Fiber-optic based communication depends on the availability of high quality low loss optical fibers. Light guidance within a fiber is discussed.

Operating wavelengths have been extended by controlling fiber attenuation and dispersion. Fiber fabrication methods are presented. The use of high purity starting materials and vapor deposition techniques allows the production of glass fibers having optical losses that approach the intrinsic loss of silica. Fiber drawing processes determine strength. Active optical fibers have been exploited to amplify light, extending the range of transmission systems and allowing increased capacity. Erbium-doped fibers are being used for signal amplification in fiber-optic cable. Devices taking advantage of gratings written in optical fibers include filters and lasers.

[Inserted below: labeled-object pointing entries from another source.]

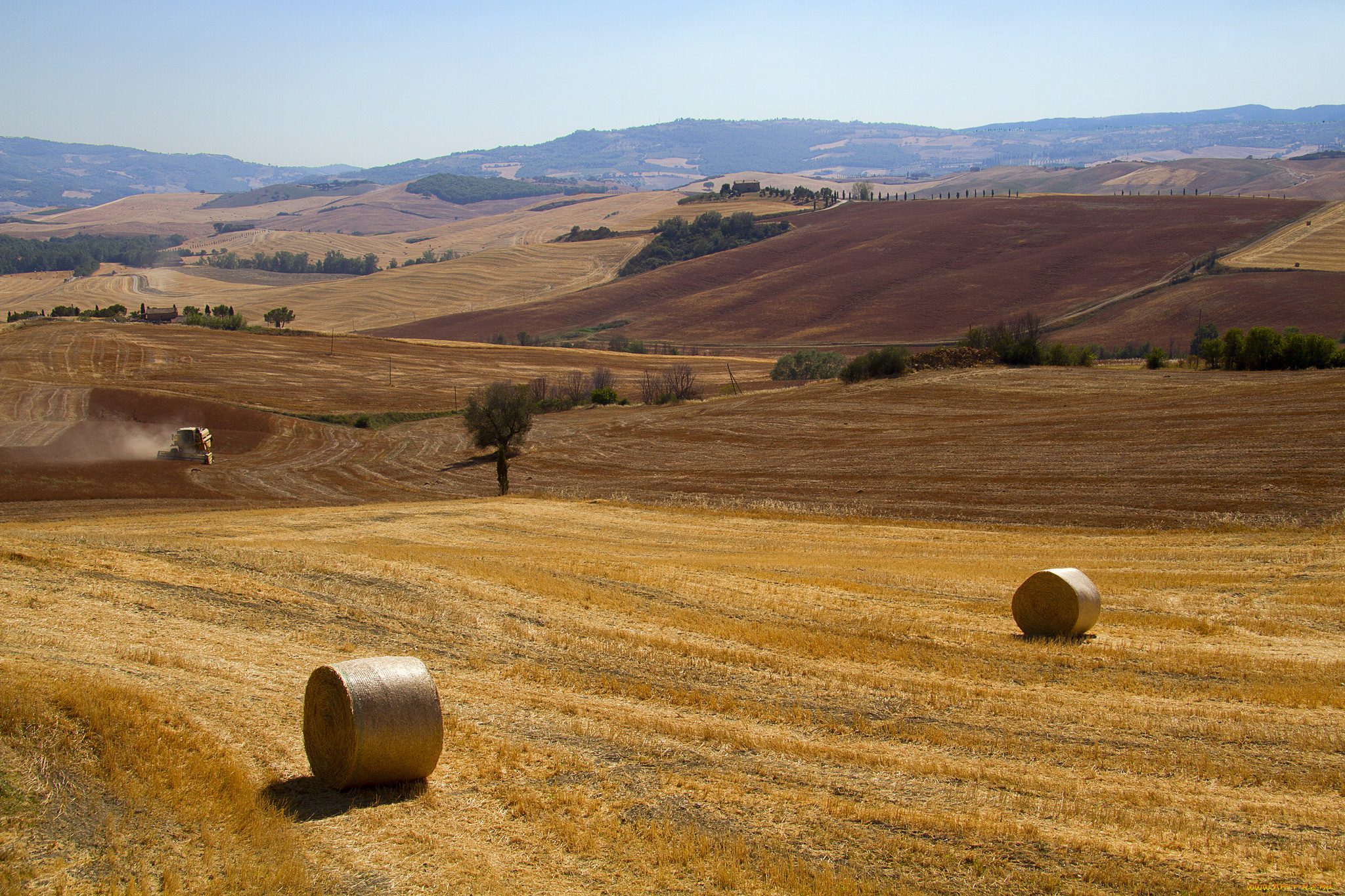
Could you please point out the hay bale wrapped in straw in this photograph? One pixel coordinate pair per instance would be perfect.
(1061, 603)
(373, 721)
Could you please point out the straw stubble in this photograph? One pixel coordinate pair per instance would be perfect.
(374, 720)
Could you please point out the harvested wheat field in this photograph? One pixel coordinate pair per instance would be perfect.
(305, 372)
(494, 278)
(159, 214)
(1315, 242)
(649, 700)
(1098, 446)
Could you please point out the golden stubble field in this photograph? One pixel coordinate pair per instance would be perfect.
(1314, 244)
(503, 259)
(658, 700)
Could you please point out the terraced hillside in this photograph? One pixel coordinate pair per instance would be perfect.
(910, 272)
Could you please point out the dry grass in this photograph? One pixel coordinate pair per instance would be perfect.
(1317, 244)
(493, 278)
(114, 790)
(320, 373)
(709, 702)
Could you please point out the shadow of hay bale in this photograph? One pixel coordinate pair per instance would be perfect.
(1055, 639)
(307, 798)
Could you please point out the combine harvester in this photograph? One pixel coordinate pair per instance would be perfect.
(190, 444)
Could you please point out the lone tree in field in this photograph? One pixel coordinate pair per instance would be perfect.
(499, 417)
(278, 316)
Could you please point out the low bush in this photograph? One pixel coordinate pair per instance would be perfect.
(888, 362)
(807, 364)
(947, 358)
(228, 322)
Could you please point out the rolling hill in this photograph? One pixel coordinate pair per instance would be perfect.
(914, 272)
(37, 174)
(43, 172)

Most fiber-optic smart structure applications fall into one of four major categories. The first is smart manufacturing where fiber-optic sensors are embedded or attached to parts during the manufacturing process. They are then used to monitor such parameters as temperature, pressure, viscosity, degree of cure, and residual strain. After the parts have been made, the same sensors or another set may be used for the second application area of nondestructive testing. Here, the fiber sensors may be used to measure acoustic signatures, changes in strain profiles, delamination, and other indications of changes in the structural characteristics of fabricated parts. The third aspect of fiber-optic smart structures that has been the focus of many efforts is health and damage assessment systems for structures. In the parts of the structure that have been assembled, fiber-optic sensor technology is used to monitor the overall health of the structure. Finally, fiber-optic smart structures may be used to support control systems.

Fiber-optic sensors that are particularly useful for smart structures are briefly overviewed, followed by examples of applications.